Routes to external networks are no longer exchanged by routers
on the internal machines, only a route to a default gateway.
This reduces the amount of network traffic and the time required
to process routing messages.
In addition, the routing daemon was profiled
and functions responsible for large amounts
of time were optimized.
The major changes were a faster hashing scheme,
and inline expansions of the ubiquitous byte-swapping functions.
.PP
Under certain circumstances, when output was blocked,
attempts by the remote login process
to send output to the user were rejected by the system,
although a prior \fIselect\fP call had indicated that data could be sent.
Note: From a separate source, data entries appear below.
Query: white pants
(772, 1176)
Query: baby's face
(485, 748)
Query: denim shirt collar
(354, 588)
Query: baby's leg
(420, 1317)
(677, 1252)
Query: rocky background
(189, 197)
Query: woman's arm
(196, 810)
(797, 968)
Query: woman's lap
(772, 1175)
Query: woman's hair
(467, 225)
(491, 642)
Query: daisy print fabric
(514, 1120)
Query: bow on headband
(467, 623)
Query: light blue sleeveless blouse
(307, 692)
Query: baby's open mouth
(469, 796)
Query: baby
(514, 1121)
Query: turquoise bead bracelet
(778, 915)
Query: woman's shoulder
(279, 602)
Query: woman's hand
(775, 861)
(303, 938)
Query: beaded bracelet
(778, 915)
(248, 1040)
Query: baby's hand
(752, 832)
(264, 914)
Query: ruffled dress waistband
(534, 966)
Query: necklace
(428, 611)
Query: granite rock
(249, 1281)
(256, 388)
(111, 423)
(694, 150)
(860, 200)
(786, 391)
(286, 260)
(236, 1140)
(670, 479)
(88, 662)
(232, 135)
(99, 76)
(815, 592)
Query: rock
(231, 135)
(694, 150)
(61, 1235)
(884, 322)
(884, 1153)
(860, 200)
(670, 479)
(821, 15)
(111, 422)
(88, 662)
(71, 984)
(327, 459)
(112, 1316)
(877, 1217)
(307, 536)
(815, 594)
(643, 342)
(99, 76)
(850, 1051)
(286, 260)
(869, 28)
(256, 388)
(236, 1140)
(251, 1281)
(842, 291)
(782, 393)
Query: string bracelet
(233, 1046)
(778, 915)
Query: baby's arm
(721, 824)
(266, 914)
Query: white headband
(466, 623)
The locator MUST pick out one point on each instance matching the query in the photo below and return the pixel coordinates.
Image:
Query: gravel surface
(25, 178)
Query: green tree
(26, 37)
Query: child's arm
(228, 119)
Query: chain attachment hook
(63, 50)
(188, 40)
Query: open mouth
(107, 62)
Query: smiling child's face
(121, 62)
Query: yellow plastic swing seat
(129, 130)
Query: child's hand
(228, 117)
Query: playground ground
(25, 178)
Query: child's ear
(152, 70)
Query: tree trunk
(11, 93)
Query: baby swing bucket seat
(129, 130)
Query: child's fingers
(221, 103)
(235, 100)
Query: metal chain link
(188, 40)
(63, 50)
This resulted in continuous attempts to write the data until the remote
user restarted output.
This problem was initially avoided in the remote login handler,
and the original problem in the kernel has since been corrected.
.NH 3
The C Run-time Library
.PP
Several people have found poorly tuned code
in frequently used routines in the C library [Lankford84].
In particular the running time of the string routines can be
cut in half by rewriting them using the VAX string instructions.
The memory allocation routines have been tuned to waste less
memory for memory allocations with sizes that are a power of two.
Certain library routines that did file input in one-character reads
have been corrected.
Other library routines including \fIfread\fP and \fIfwrite\fP
have been rewritten for efficiency.
.NH 3
Csh
.PP
The C-shell was converted to run on 4.2BSD by
writing a set of routines to simulate the old jobs library.
While this provided a functioning C-shell,
it was grossly inefficient, generating up
to twenty system calls per prompt.
The C-shell has been modified to use the new signal
facilities directly,
cutting the number of system calls per prompt in half.
Additional tuning was done with the help of profiling
to cut the cost of frequently used facilities.